Während das Fleisch im Topf zischt hat man genug Zeit, das Suppengrün, die Gemüsezwiebel und die zwei Schalotten zu würfeln.Wenn das Fleisch angebraten und beiseite gestellt ist, schmort man anschließend gleich das Gemüse in dem Topf. Aber nur ganz kurz, dann kommt schon das Schwarzbier und ca. 1 L Wasser dazu. Jetzt kann man schon ins Gewürzregal greifen.Bei mir findet Estragon, Oregano, Kurkuma, Koreander, Kümmel, Kreuzkümmel, Kerbel, ein Hauch Muskat und Salz den Weg in den Topf.

Wenn die Schwarzbier-Gemüsebrühe eine halbe bis dreiviertel Stunde vor sich hin gekocht hat, kann sie vom Herd. Ich presse das Gemüse noch mit meinem kleinen Eiertopf durch den Durchschlag – soll ja nichts verschwendet werden.

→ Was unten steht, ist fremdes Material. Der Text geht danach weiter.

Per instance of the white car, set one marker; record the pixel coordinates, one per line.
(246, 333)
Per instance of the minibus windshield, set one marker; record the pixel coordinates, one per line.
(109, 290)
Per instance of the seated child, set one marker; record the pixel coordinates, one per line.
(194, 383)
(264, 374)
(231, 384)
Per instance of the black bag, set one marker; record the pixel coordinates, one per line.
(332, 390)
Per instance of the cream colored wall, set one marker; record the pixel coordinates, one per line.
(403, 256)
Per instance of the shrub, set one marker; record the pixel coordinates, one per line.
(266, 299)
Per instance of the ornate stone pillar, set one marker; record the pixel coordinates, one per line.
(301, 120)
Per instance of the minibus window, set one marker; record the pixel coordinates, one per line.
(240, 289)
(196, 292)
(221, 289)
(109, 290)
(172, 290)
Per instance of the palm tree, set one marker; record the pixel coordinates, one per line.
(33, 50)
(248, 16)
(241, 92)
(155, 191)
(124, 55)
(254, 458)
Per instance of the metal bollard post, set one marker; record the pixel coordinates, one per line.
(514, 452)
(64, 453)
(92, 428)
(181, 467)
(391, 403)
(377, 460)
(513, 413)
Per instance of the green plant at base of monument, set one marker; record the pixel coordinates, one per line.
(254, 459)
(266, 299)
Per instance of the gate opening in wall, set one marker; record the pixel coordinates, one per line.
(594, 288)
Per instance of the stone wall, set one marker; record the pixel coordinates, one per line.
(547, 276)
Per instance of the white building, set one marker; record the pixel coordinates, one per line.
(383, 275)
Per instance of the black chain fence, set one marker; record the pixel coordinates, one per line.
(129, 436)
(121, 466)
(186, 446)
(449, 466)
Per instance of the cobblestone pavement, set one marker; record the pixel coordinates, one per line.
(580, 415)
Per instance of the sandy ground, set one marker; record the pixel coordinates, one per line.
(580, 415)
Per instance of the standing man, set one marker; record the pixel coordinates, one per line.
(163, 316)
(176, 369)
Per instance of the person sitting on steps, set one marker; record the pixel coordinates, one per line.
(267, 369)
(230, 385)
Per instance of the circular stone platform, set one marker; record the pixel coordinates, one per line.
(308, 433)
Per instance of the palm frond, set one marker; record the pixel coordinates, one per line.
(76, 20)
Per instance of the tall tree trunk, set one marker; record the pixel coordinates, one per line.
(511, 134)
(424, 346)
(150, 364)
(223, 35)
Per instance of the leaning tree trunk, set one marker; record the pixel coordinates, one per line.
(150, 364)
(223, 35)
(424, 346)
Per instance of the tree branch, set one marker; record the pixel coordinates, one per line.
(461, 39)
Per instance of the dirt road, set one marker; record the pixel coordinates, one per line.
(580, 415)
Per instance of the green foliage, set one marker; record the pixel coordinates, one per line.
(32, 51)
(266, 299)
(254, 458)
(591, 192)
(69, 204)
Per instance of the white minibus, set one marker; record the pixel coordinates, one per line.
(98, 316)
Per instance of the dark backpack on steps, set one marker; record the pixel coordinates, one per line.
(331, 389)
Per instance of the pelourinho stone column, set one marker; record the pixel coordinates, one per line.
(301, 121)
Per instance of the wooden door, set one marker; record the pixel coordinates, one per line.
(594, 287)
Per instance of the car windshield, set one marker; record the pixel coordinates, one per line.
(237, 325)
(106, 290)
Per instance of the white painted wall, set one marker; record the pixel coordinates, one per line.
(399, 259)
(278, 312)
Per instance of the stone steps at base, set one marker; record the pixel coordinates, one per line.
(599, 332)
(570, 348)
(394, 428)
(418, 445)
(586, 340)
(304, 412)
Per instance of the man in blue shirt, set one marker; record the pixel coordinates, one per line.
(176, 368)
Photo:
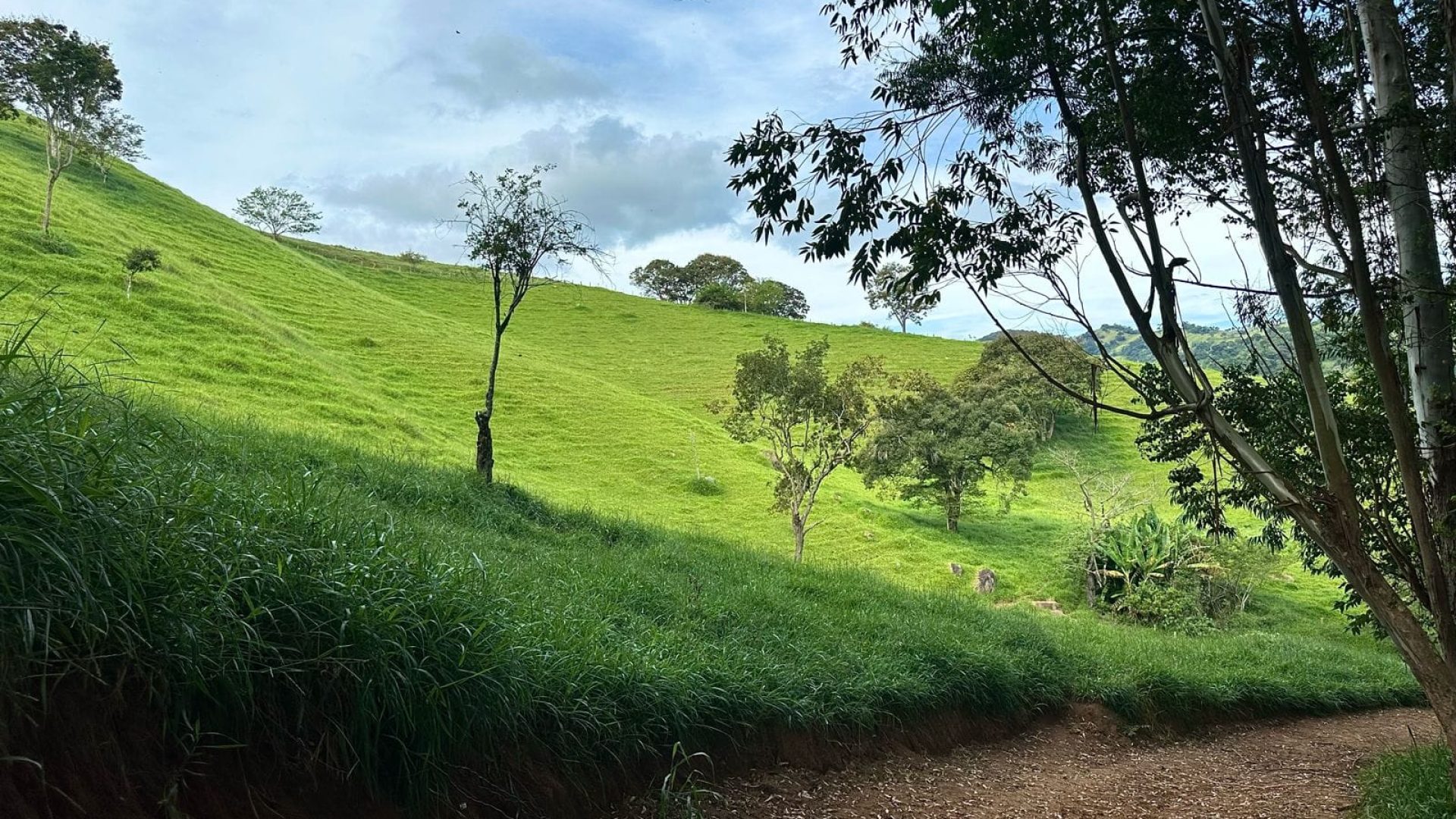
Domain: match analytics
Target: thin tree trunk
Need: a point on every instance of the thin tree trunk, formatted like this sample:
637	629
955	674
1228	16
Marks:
1427	312
799	537
484	441
50	196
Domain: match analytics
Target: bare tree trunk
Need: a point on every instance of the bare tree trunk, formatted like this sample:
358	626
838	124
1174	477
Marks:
1427	312
50	196
484	439
799	537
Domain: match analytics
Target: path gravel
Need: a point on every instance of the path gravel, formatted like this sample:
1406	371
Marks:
1087	767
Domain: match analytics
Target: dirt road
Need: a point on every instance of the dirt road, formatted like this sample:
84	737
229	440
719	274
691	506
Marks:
1085	767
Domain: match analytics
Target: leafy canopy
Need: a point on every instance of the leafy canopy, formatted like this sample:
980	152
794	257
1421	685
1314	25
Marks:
278	210
938	444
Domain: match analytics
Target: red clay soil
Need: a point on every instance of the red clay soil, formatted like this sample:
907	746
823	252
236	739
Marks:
1088	767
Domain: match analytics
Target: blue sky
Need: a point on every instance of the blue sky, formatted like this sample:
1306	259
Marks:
376	108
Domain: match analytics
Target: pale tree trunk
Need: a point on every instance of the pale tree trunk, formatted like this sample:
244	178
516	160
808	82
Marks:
799	535
1427	312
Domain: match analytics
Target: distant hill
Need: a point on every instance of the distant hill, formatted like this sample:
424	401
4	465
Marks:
1215	346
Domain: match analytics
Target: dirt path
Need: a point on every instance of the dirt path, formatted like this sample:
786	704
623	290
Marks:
1085	767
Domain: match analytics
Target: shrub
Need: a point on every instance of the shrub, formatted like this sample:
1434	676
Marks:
705	485
1166	575
140	260
1174	605
53	243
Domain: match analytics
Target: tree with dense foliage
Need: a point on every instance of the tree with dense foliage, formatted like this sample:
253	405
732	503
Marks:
278	212
889	292
513	226
64	80
140	260
1017	369
810	422
664	280
1321	131
112	136
938	444
712	268
720	297
775	297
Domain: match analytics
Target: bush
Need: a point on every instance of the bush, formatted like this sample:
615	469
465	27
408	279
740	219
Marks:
1408	784
705	485
1168	575
140	260
1174	607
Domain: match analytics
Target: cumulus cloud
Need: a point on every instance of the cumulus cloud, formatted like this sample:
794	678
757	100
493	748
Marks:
497	71
424	194
632	186
629	184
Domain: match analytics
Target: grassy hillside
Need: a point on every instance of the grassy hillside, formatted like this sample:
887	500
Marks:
310	564
601	394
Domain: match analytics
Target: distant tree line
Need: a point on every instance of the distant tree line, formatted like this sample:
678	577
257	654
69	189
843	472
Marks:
721	283
921	438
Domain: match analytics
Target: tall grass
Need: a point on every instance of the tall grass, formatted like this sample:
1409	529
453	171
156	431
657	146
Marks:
413	630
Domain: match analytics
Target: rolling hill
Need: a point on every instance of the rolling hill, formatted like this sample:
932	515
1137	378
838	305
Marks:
599	610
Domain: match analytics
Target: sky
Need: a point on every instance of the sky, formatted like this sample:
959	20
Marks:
376	110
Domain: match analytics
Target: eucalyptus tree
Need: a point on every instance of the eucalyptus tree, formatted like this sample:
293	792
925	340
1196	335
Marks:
906	303
112	136
513	228
64	80
940	444
278	210
1011	134
811	423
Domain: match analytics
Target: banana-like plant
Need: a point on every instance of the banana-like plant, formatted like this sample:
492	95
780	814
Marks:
1144	550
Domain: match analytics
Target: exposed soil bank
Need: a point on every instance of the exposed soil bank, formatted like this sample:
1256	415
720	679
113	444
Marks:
1082	764
1087	767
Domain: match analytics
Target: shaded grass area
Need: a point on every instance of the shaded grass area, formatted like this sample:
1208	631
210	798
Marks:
1408	784
403	626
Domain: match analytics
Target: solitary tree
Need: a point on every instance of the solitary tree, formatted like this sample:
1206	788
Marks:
1017	369
664	280
810	422
278	210
112	136
890	292
1320	130
511	229
64	80
777	299
940	444
708	268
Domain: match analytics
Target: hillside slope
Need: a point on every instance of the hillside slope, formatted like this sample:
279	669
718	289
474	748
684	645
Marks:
601	397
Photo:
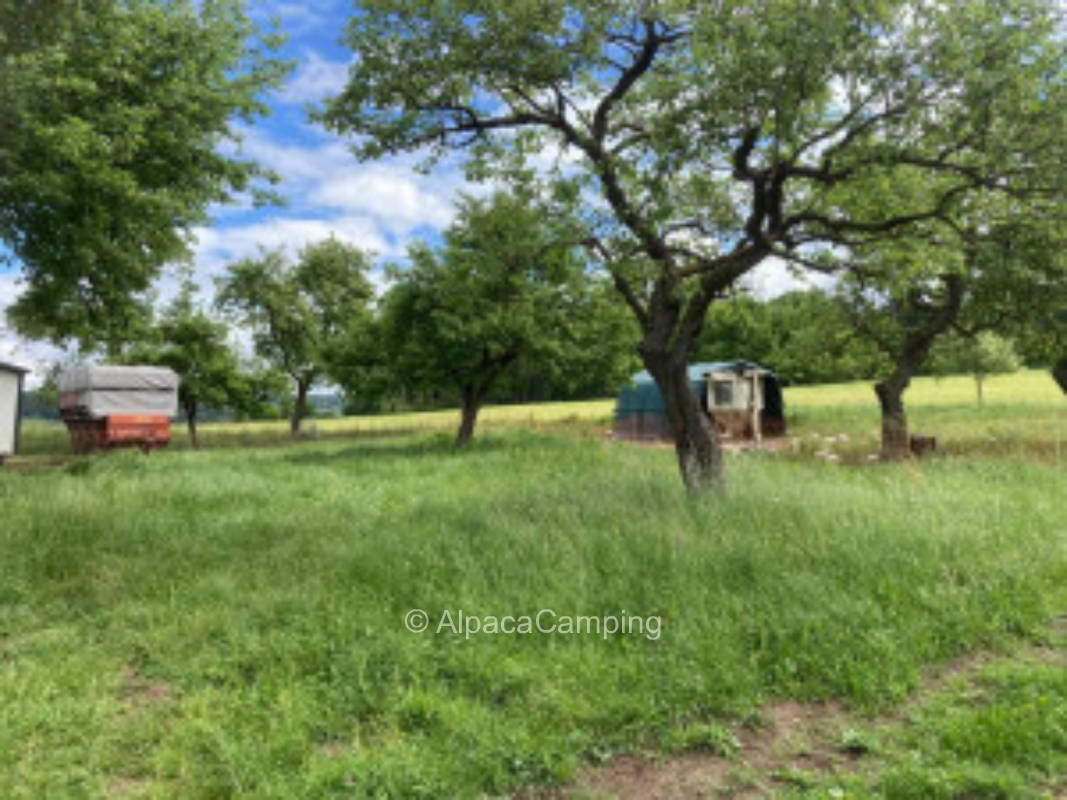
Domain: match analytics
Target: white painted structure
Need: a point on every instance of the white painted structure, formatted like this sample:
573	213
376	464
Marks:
737	394
11	408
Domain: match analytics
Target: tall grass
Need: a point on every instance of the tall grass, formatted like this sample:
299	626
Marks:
231	624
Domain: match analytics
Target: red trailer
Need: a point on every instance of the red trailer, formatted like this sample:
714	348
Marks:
107	406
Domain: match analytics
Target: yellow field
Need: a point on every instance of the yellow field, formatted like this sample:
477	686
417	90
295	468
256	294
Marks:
1025	386
1023	414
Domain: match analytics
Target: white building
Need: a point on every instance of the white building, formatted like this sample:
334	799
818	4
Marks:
11	408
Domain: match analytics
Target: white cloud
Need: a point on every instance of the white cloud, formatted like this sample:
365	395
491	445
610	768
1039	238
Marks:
34	355
774	276
315	79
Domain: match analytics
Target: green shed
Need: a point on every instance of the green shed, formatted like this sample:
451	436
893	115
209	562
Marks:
743	399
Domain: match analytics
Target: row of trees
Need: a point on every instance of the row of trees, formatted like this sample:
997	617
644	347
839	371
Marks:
502	302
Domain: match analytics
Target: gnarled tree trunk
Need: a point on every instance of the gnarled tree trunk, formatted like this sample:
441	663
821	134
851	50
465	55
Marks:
468	415
299	408
696	443
894	421
191	421
1060	372
936	319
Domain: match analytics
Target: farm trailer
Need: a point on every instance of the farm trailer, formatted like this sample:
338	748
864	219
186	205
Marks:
106	406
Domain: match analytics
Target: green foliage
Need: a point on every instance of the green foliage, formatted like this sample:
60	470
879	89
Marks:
111	117
702	139
194	345
803	336
507	294
985	354
302	316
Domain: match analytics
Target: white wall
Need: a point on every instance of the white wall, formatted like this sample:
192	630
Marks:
9	411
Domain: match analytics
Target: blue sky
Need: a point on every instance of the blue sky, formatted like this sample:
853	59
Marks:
381	206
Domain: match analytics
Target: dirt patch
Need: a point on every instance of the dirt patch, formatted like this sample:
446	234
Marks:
128	787
140	693
789	741
787	737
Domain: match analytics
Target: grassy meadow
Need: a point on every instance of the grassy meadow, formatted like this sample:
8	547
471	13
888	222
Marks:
231	623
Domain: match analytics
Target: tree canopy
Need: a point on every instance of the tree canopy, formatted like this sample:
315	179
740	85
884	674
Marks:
706	137
506	287
301	316
194	345
114	123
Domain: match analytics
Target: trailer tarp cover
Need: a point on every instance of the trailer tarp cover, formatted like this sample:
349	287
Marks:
104	389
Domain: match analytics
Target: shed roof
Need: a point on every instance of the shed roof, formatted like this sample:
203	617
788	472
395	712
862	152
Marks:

Jetzt kommt der Schritt den man tun oder lassen kann: In meinen Topf kommt etwas vom angebratenen Fleisch und ein bis drei Esslöffel Weizenmehl. Ganz so, wie sähmig man seinen Gulasch mag. Das Mehl ist nicht von Nöten, es geht auch ohne. Das Mehl bräunt leicht mit an (nicht verbrennen lassen!), dann kommt das restliche Fleisch und die Schwarzbier-Gemüsebrühe dazu.

Da der Gulasch locker schwimmen soll, muss wieder etwas Wasser dazu.Jetzt darf man nochmal nachwürzen, vor allem Schwarzer Pfeffer und Salz müssen in den Topf – nicht zu vergessen die klein gehackte Petersilie. Und vielleicht etwas Chilli – aber man sollte es nicht übertreiben. Abschmecken hat eh noch keinen Sinn: Die angebrannten Reste im Topf haben sich mit der Gemüsebrühe zwar gelöst, man schmeckt sie aber sehr deutlich. Während der nächsten Stunde, in der der Gulasch vor sich hin köchelt, verfliegt das. So, wie ich immer mal wieder neugierig meinen Probierlöffel in den Topf halte, würze ich ganz nach Gusto nach.

Nach einer Stunde könnte das Rind schon weich sein, es kann aber auch knapp 2 Stunden dauern. Da hilft nur immer mal nachgucken zu gehen. Meist koche ich abends für den nächsten Tag, sodass der Gulasch schön auf dem Balkon ziehen kann. Bisher ist er immer schnell alle gewesen – egal ob zu Hause oder bei Feiern. Zum Einfrieren komme ich fast nie. :)

(swg)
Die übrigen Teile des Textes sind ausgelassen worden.